L’heure est grave. Une enquête du World Wildlife  Fund (WWF), pu­bliée vendredi, révèle que des milliers de tortues braconnées quittent chaque mois le territoire malgache, pour finir dans l’assiette, dans l’armoire à pharmacie de riches asiatiques, ou encore dans une famille étrangère comme animaux domestiques.
Anitry Ny Aina Ratsifandri­hamanana, nouvelle directrice du WWF à Madagascar illustre les résultats de cette enquête par des chiffres relevés au cours de l’année 2013. « Des recherches ont permis de constater que quatre-vingt-treize à deux mille huit cent tortues sont saisies par mois à l’issue de contrôles de la police de l’Air et des Frontières malgaches. Et encore, l’ampleur du braconnage et du trafic est plus grave », soutient-elle.
Le coordinateur du WWF à Madagascar, Tiana Rama­haleo précise, quant à lui, qu’en moyenne, 5000 tortues tombent chaque mois entre les mains de trafiquants qui opèrent non seulement dans la Grande Île, mais surtout sur la sphère internationale. Il se réfère à une étude menée par le WWF en 2005 qui chiffrait alors à 60000 le nombre de reptiles de cette espèce illicitement exportés.
Hémorragie
Cette année, l’hémorragie semble continuer. Alors qu’un Malgache de trente-huit ans s’est fait  prendre à l’aéroport international d’Ivato,  pas plus tard que mardi avec cent-vingt-sept tortues dissimulées dans une valise, une ressortissante russe s’est, quant à elle, fait prendre une semaine plus tôt avec quarante-neuf autres invertébrés qu’elle allait embarquer à Nairobi avec des serpents et des caméléons.
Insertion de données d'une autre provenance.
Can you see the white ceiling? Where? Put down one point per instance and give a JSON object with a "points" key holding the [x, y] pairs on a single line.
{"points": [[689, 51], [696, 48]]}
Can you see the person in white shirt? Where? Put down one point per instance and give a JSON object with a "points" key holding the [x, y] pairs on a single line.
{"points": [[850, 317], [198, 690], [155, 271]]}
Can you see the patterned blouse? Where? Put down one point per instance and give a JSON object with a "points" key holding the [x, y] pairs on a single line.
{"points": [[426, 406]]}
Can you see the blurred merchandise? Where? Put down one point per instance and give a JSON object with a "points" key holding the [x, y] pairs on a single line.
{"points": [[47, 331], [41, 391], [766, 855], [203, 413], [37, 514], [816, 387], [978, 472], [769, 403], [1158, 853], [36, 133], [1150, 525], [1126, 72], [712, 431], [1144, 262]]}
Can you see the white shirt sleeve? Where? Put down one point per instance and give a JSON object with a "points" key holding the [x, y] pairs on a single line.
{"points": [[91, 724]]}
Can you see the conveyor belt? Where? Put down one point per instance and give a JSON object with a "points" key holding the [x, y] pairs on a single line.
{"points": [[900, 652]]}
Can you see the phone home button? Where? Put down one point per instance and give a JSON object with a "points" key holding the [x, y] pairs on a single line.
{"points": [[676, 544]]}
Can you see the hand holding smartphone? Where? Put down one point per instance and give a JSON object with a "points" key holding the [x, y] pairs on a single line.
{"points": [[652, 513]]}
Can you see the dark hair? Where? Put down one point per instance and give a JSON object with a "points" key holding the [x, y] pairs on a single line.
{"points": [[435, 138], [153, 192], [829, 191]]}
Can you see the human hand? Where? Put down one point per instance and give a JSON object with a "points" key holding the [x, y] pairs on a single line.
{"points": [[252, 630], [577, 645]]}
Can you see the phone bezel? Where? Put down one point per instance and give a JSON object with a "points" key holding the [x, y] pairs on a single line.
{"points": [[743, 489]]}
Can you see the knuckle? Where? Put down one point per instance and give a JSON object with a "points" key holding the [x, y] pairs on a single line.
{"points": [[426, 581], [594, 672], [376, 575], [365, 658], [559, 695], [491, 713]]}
Ces deux dernières prises de la PAF ont été réalisées sur un vol à destination de Nairobi. « Ces animaux à sang froid sont vendus jusqu’à 2000 dollars l’unité dans des boutiques de l’Asie du sud-est comme en Malaisie. En fait, les trafiquants prennent des avions pour l’Afrique pour tenter de dérouter les contrôles », déclare le commissaire Mohamed Ali Randria­merison, chef PAF.
« Il est fort possible que 5000 tortues voire plus, quittent chaque mois Madagascar en contrebande. Toutefois, le plus important du trafic ne s’effectue pas que par voie aérienne. Ces réseaux qui ne cessent de faire parler d’eux font également sortir ces animaux par les côtes», déplore-t-il.
En saisissant la balle au bond, il indique qu’un dispositif permettant de déceler les trafics est opérationnel à l’aéroport international d’Ivato. « Les mesures préventives sont privilégiées. Il faut que les éléments soient toujours en alerte afin de débusquer les malfaiteurs», conclut le chef PAF.
Les cent-vingt-sept tortues saisies la semaine dernière ont été remises en liberté. Le ministère de l’Environ­nement Forêt a en revanche traduit devant la justice le trentenaire incriminé.